Öykü (sonbahar ve bir olay)

Dede Efendi
70

ŞİİR


1

TAKİPÇİ

Öykü (sonbahar ve bir olay)

Sonbahar ve bir olay
O akşam yemekten sonra kalkmış, televizyonu açmış, biraz önce ısıttığım bulaşık suyunu, bulaşık sepetinde dünden beri bekleyen yemek bulaşıklarının üzerine yavaş yavaş döktüm. Bir gözümle mutfak masasının duvarına monte ettiğim seyyar rafın üzerindeki
televizyon da ki kalabalığın üzerindeyken; kulaklarımda anten gibi çıkacak sesleri almaya hazır hale gelmişti. Kameralar polis müdürünün üzerinde odaklanmıştı. Bir yandan bulaşıkları yıkadım, bir yandan müdürün söylediklerinin bir kelimesini bile kaçırmamaya çalıştım. Kim ne derse desin, toplum içinde korku yaratan anarşik olaylar hep ilgimi çekmiştir. Beklide meslek icabı böyledir. Orta halli mahalli bir gazetenin polis muhabiriyim. Görevimiz sabahtan akşama kadar emniyette bekleyip haber yakalamaktır. Haberleri diğer gazetenin muhabirini atlatıp verirsek maaşımıza küçük bir zam da gelebilir. Atlatma haber yapmak, erken haber almak için emniyette kilere sabahtan akşama kadar çay, kahve ısmarlarız. Müdürlere hele, yapmadığımız yağcılık kalmaz.
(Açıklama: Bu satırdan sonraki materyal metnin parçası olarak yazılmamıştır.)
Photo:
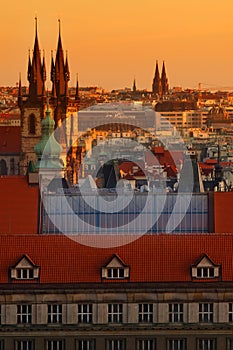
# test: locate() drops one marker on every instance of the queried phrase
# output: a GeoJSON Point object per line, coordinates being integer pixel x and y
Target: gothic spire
{"type": "Point", "coordinates": [134, 85]}
{"type": "Point", "coordinates": [164, 80]}
{"type": "Point", "coordinates": [156, 86]}
{"type": "Point", "coordinates": [77, 90]}
{"type": "Point", "coordinates": [20, 92]}
{"type": "Point", "coordinates": [35, 71]}
{"type": "Point", "coordinates": [60, 69]}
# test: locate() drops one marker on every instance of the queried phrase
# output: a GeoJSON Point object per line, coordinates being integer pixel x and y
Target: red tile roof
{"type": "Point", "coordinates": [10, 139]}
{"type": "Point", "coordinates": [151, 258]}
{"type": "Point", "coordinates": [18, 205]}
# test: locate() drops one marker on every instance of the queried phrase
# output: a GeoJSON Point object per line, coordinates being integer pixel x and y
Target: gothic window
{"type": "Point", "coordinates": [3, 167]}
{"type": "Point", "coordinates": [32, 124]}
{"type": "Point", "coordinates": [12, 166]}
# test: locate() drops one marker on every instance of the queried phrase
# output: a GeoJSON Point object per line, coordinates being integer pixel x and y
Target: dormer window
{"type": "Point", "coordinates": [115, 269]}
{"type": "Point", "coordinates": [205, 272]}
{"type": "Point", "coordinates": [116, 272]}
{"type": "Point", "coordinates": [24, 274]}
{"type": "Point", "coordinates": [24, 269]}
{"type": "Point", "coordinates": [205, 268]}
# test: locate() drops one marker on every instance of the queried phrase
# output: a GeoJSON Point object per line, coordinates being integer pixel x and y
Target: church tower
{"type": "Point", "coordinates": [32, 105]}
{"type": "Point", "coordinates": [157, 85]}
{"type": "Point", "coordinates": [164, 81]}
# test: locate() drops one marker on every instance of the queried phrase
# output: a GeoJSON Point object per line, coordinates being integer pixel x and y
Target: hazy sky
{"type": "Point", "coordinates": [111, 42]}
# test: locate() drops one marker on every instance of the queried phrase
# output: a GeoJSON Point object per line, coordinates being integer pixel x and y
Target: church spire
{"type": "Point", "coordinates": [134, 85]}
{"type": "Point", "coordinates": [36, 70]}
{"type": "Point", "coordinates": [20, 92]}
{"type": "Point", "coordinates": [157, 86]}
{"type": "Point", "coordinates": [164, 81]}
{"type": "Point", "coordinates": [77, 98]}
{"type": "Point", "coordinates": [61, 77]}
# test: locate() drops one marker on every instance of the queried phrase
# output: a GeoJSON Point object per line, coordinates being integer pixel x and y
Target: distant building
{"type": "Point", "coordinates": [33, 105]}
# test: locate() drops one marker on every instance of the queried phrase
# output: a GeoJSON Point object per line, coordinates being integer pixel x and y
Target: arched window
{"type": "Point", "coordinates": [32, 124]}
{"type": "Point", "coordinates": [12, 166]}
{"type": "Point", "coordinates": [3, 167]}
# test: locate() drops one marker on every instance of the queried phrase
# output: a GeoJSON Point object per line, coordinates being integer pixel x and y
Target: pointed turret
{"type": "Point", "coordinates": [164, 81]}
{"type": "Point", "coordinates": [20, 92]}
{"type": "Point", "coordinates": [157, 86]}
{"type": "Point", "coordinates": [36, 71]}
{"type": "Point", "coordinates": [53, 76]}
{"type": "Point", "coordinates": [29, 67]}
{"type": "Point", "coordinates": [134, 85]}
{"type": "Point", "coordinates": [77, 98]}
{"type": "Point", "coordinates": [61, 77]}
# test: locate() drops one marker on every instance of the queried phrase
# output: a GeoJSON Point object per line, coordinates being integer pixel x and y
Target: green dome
{"type": "Point", "coordinates": [48, 150]}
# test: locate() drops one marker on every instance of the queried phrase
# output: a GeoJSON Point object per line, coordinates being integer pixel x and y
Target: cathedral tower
{"type": "Point", "coordinates": [32, 105]}
{"type": "Point", "coordinates": [164, 81]}
{"type": "Point", "coordinates": [157, 85]}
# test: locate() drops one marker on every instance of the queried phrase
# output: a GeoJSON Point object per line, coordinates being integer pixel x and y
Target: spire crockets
{"type": "Point", "coordinates": [157, 86]}
{"type": "Point", "coordinates": [36, 71]}
{"type": "Point", "coordinates": [164, 81]}
{"type": "Point", "coordinates": [61, 69]}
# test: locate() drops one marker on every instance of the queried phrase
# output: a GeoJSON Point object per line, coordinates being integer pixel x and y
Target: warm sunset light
{"type": "Point", "coordinates": [110, 43]}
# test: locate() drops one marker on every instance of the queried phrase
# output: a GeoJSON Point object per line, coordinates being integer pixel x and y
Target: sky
{"type": "Point", "coordinates": [109, 43]}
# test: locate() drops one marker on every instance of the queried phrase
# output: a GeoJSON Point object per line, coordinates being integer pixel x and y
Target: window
{"type": "Point", "coordinates": [116, 344]}
{"type": "Point", "coordinates": [24, 274]}
{"type": "Point", "coordinates": [176, 312]}
{"type": "Point", "coordinates": [115, 269]}
{"type": "Point", "coordinates": [24, 269]}
{"type": "Point", "coordinates": [205, 268]}
{"type": "Point", "coordinates": [86, 344]}
{"type": "Point", "coordinates": [146, 344]}
{"type": "Point", "coordinates": [205, 272]}
{"type": "Point", "coordinates": [32, 124]}
{"type": "Point", "coordinates": [24, 345]}
{"type": "Point", "coordinates": [145, 313]}
{"type": "Point", "coordinates": [230, 344]}
{"type": "Point", "coordinates": [85, 313]}
{"type": "Point", "coordinates": [206, 344]}
{"type": "Point", "coordinates": [177, 344]}
{"type": "Point", "coordinates": [206, 312]}
{"type": "Point", "coordinates": [24, 314]}
{"type": "Point", "coordinates": [115, 272]}
{"type": "Point", "coordinates": [115, 313]}
{"type": "Point", "coordinates": [55, 313]}
{"type": "Point", "coordinates": [230, 312]}
{"type": "Point", "coordinates": [3, 167]}
{"type": "Point", "coordinates": [55, 345]}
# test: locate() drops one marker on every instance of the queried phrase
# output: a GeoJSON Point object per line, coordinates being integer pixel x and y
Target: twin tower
{"type": "Point", "coordinates": [33, 104]}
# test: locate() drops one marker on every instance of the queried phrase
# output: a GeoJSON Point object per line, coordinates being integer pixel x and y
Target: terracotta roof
{"type": "Point", "coordinates": [18, 205]}
{"type": "Point", "coordinates": [151, 258]}
{"type": "Point", "coordinates": [10, 139]}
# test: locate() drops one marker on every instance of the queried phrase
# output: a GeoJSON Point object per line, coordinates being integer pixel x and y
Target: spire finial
{"type": "Point", "coordinates": [36, 24]}
{"type": "Point", "coordinates": [59, 26]}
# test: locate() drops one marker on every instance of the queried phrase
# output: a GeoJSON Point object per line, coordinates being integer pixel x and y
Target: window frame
{"type": "Point", "coordinates": [24, 273]}
{"type": "Point", "coordinates": [85, 316]}
{"type": "Point", "coordinates": [230, 312]}
{"type": "Point", "coordinates": [177, 344]}
{"type": "Point", "coordinates": [24, 316]}
{"type": "Point", "coordinates": [146, 344]}
{"type": "Point", "coordinates": [176, 312]}
{"type": "Point", "coordinates": [51, 343]}
{"type": "Point", "coordinates": [115, 313]}
{"type": "Point", "coordinates": [20, 344]}
{"type": "Point", "coordinates": [204, 344]}
{"type": "Point", "coordinates": [54, 313]}
{"type": "Point", "coordinates": [145, 313]}
{"type": "Point", "coordinates": [206, 312]}
{"type": "Point", "coordinates": [116, 344]}
{"type": "Point", "coordinates": [90, 344]}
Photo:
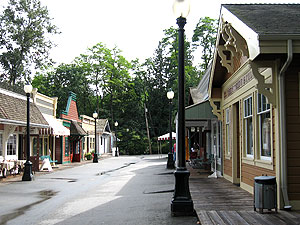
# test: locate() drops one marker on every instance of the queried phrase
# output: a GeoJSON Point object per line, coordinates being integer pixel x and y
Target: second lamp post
{"type": "Point", "coordinates": [170, 163]}
{"type": "Point", "coordinates": [116, 125]}
{"type": "Point", "coordinates": [95, 160]}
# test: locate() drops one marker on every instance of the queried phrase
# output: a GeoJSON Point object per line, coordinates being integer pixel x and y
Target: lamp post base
{"type": "Point", "coordinates": [182, 204]}
{"type": "Point", "coordinates": [170, 163]}
{"type": "Point", "coordinates": [95, 159]}
{"type": "Point", "coordinates": [27, 175]}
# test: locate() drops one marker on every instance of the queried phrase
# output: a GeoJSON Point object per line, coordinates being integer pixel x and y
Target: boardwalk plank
{"type": "Point", "coordinates": [249, 217]}
{"type": "Point", "coordinates": [218, 201]}
{"type": "Point", "coordinates": [216, 218]}
{"type": "Point", "coordinates": [204, 218]}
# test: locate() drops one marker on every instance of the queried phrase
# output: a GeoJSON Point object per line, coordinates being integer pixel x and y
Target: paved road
{"type": "Point", "coordinates": [122, 190]}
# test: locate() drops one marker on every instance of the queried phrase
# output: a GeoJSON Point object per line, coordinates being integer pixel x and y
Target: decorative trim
{"type": "Point", "coordinates": [234, 44]}
{"type": "Point", "coordinates": [267, 89]}
{"type": "Point", "coordinates": [72, 96]}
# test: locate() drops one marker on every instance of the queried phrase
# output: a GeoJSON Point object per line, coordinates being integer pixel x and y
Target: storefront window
{"type": "Point", "coordinates": [77, 150]}
{"type": "Point", "coordinates": [264, 117]}
{"type": "Point", "coordinates": [34, 146]}
{"type": "Point", "coordinates": [12, 145]}
{"type": "Point", "coordinates": [228, 131]}
{"type": "Point", "coordinates": [248, 124]}
{"type": "Point", "coordinates": [67, 147]}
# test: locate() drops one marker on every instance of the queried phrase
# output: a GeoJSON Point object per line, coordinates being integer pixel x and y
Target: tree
{"type": "Point", "coordinates": [204, 36]}
{"type": "Point", "coordinates": [25, 27]}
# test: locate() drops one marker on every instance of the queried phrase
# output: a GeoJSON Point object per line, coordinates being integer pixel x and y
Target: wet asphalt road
{"type": "Point", "coordinates": [121, 190]}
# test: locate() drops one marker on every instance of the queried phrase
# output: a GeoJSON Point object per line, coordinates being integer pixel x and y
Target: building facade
{"type": "Point", "coordinates": [254, 92]}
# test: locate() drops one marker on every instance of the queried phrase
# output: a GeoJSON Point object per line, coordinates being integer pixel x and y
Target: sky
{"type": "Point", "coordinates": [134, 26]}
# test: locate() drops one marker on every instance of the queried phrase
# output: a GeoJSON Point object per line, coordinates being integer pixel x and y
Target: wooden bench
{"type": "Point", "coordinates": [47, 157]}
{"type": "Point", "coordinates": [200, 162]}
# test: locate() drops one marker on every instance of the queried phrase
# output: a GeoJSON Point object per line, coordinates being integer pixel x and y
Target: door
{"type": "Point", "coordinates": [34, 155]}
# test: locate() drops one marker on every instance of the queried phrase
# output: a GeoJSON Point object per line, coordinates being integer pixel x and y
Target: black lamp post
{"type": "Point", "coordinates": [27, 175]}
{"type": "Point", "coordinates": [170, 163]}
{"type": "Point", "coordinates": [181, 204]}
{"type": "Point", "coordinates": [116, 125]}
{"type": "Point", "coordinates": [127, 140]}
{"type": "Point", "coordinates": [95, 160]}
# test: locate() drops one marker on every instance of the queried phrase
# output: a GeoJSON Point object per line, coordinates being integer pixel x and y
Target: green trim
{"type": "Point", "coordinates": [72, 96]}
{"type": "Point", "coordinates": [66, 124]}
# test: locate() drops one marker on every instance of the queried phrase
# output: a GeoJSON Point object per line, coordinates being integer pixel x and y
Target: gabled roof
{"type": "Point", "coordinates": [13, 110]}
{"type": "Point", "coordinates": [268, 19]}
{"type": "Point", "coordinates": [76, 130]}
{"type": "Point", "coordinates": [103, 126]}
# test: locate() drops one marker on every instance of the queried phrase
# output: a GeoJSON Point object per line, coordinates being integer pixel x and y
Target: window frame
{"type": "Point", "coordinates": [248, 115]}
{"type": "Point", "coordinates": [227, 132]}
{"type": "Point", "coordinates": [263, 108]}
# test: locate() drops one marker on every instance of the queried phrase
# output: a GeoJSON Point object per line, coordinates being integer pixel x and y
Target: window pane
{"type": "Point", "coordinates": [249, 136]}
{"type": "Point", "coordinates": [34, 146]}
{"type": "Point", "coordinates": [66, 146]}
{"type": "Point", "coordinates": [265, 140]}
{"type": "Point", "coordinates": [11, 145]}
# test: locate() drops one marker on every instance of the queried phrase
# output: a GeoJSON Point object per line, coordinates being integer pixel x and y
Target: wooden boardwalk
{"type": "Point", "coordinates": [218, 201]}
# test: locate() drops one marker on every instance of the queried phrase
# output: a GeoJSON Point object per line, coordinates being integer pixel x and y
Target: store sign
{"type": "Point", "coordinates": [239, 84]}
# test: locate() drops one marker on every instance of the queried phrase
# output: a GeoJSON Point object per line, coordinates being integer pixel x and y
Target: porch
{"type": "Point", "coordinates": [218, 201]}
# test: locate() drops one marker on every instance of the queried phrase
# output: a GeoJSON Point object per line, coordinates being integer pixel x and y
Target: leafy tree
{"type": "Point", "coordinates": [25, 28]}
{"type": "Point", "coordinates": [63, 79]}
{"type": "Point", "coordinates": [204, 36]}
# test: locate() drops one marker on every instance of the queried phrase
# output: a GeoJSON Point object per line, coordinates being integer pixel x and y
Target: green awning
{"type": "Point", "coordinates": [200, 111]}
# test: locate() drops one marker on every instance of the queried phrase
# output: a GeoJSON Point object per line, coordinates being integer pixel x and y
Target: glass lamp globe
{"type": "Point", "coordinates": [95, 115]}
{"type": "Point", "coordinates": [170, 94]}
{"type": "Point", "coordinates": [28, 88]}
{"type": "Point", "coordinates": [181, 8]}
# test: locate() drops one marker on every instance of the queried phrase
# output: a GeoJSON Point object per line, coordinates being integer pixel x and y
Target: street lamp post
{"type": "Point", "coordinates": [181, 204]}
{"type": "Point", "coordinates": [95, 160]}
{"type": "Point", "coordinates": [116, 125]}
{"type": "Point", "coordinates": [27, 175]}
{"type": "Point", "coordinates": [127, 141]}
{"type": "Point", "coordinates": [170, 163]}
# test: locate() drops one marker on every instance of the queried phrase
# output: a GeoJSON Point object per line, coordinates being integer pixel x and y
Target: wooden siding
{"type": "Point", "coordinates": [293, 133]}
{"type": "Point", "coordinates": [250, 171]}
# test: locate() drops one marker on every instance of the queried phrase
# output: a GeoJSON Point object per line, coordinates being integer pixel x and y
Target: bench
{"type": "Point", "coordinates": [47, 157]}
{"type": "Point", "coordinates": [200, 162]}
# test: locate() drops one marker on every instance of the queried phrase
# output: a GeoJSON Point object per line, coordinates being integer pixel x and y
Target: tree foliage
{"type": "Point", "coordinates": [121, 90]}
{"type": "Point", "coordinates": [204, 36]}
{"type": "Point", "coordinates": [25, 29]}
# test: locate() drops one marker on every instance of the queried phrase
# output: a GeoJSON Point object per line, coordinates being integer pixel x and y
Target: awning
{"type": "Point", "coordinates": [200, 111]}
{"type": "Point", "coordinates": [56, 126]}
{"type": "Point", "coordinates": [167, 136]}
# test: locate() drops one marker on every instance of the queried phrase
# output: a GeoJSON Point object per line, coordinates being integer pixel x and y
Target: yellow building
{"type": "Point", "coordinates": [254, 91]}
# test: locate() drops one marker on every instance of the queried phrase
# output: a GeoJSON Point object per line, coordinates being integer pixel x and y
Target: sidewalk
{"type": "Point", "coordinates": [57, 167]}
{"type": "Point", "coordinates": [218, 201]}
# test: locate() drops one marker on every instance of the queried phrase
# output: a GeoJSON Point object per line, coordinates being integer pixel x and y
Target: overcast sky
{"type": "Point", "coordinates": [134, 26]}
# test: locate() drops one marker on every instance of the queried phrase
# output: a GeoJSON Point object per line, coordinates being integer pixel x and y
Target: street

Bazen fazla sıkıcı olup azar işittiğimizde çok başımıza gelir. Bir ay öncesi bir gün şehrin büyük bir bankası soyulmuş ve hiçbir iz bulunamamıştı. Yüklü sayılacak bir meblağ kayıplara karışmıştı. Emniyet görevlisi dışarıda baygın bulunmuştu. Daha sonra görevlinin anlattığı şöyleydi:
O cumartesi akşamı içerde otururken birden bire bankanın camları kırılmaya başlamış. Görevli camları kıranı yakalamak için silahını çekip, kapıdan çıkışıyla kafasında sert bir darbe hissetmesi bir olmuş. Kasanın açılmasında çelik matkap kullanıldığı, kasaların üzerindeki matkap deliklerinden anlaşılmıştı. Bu işin o kalın kasaya birkaç delik açabilmek için, en az 5-6 saat aldığı polis tarafından iddia edilmektedir. Daha sonra görevlinin uyan-maması için de kloroform kullanıldığı, bırakılan pamuğun tahlilinden anlaşılmıştı. Polisin yaptığı bütün araştırmalara göre. Suçluların en az iki kişi olduğu tahmin edilmekte idi. Camı kıran ve görevliyi bayıltan kişilerin ayrı şahıslar olması gerekiyordu. Şehre gelen yabacılar otellerin poli kayıt defterleri taranarak bir şüpheli gözaltına alınmıştı. Otelde kaldığı ilk günlerde yemeği otelde değil de ucuz olsun diye çorbacıda yiyen bu şahıs, otelcinin polisteki ifadesine göre yarı ekmeğe bana mısın demediği gibi, garsonlara da hiç bahşiş bırakmamış. Ancak son günlerde hem otelin lokantasında kuzu kızartmanın yanın da hindi dolması yemiş. Birkaç defa da at yarışlarında görülmüş. Görenlerin polisteki ifadesine göre yüklü de para kaybetmiş. Polisin ifadesine göre, şüpheli üzerinde son teknoloji teknikleri uygulanınca dili çözülmüş. Her ne kadar çığlık sesleri duyulsa da polisin bunda hiçbir katkısı olmamış. Yine suçlunun ifadesine göre pejmürde kılıklı elli yaşlarda görünen bir berduşa, belli bir para karşılığı camları kırdırmış ve görevli dışarı çıkınca, arkadan kafasına vurmuş. Gerisi anlattığım gibi. Polis şehirdeki bütün evsiz barksızları, bütün berduşları tek tek taradığı halde suçlunun eşkaline uyan suç ortağı berduş bulunamadı. Televizyonda emniyet müdürü onu bulmak üzereyiz, çember daralıyor. Bir yere kaçamaz diyordu. Bildiğiniz gibi suç dosyasının kapanması için bütün suç aletlerinin ve suçluların bulunup yargı önüne çıkarılması gerekir. Bulaşıkları bitirip kendime bir kahve yapıp koltuğuma yaslandım. Kitabımı okuyup yatmayı düşünüyordum. Ertesi gün pazardı ve ben Pazar günleri açık havada, parklarda gezmeyi çok severim. Saat 23.00 e gelirken göz kapaklarım ağırlaşmaya başladı. Kaldığım yere ayraç koyarak kitabı kapattım. Yatak beşik gibi gelmişti gerisini hatırlamıyorum.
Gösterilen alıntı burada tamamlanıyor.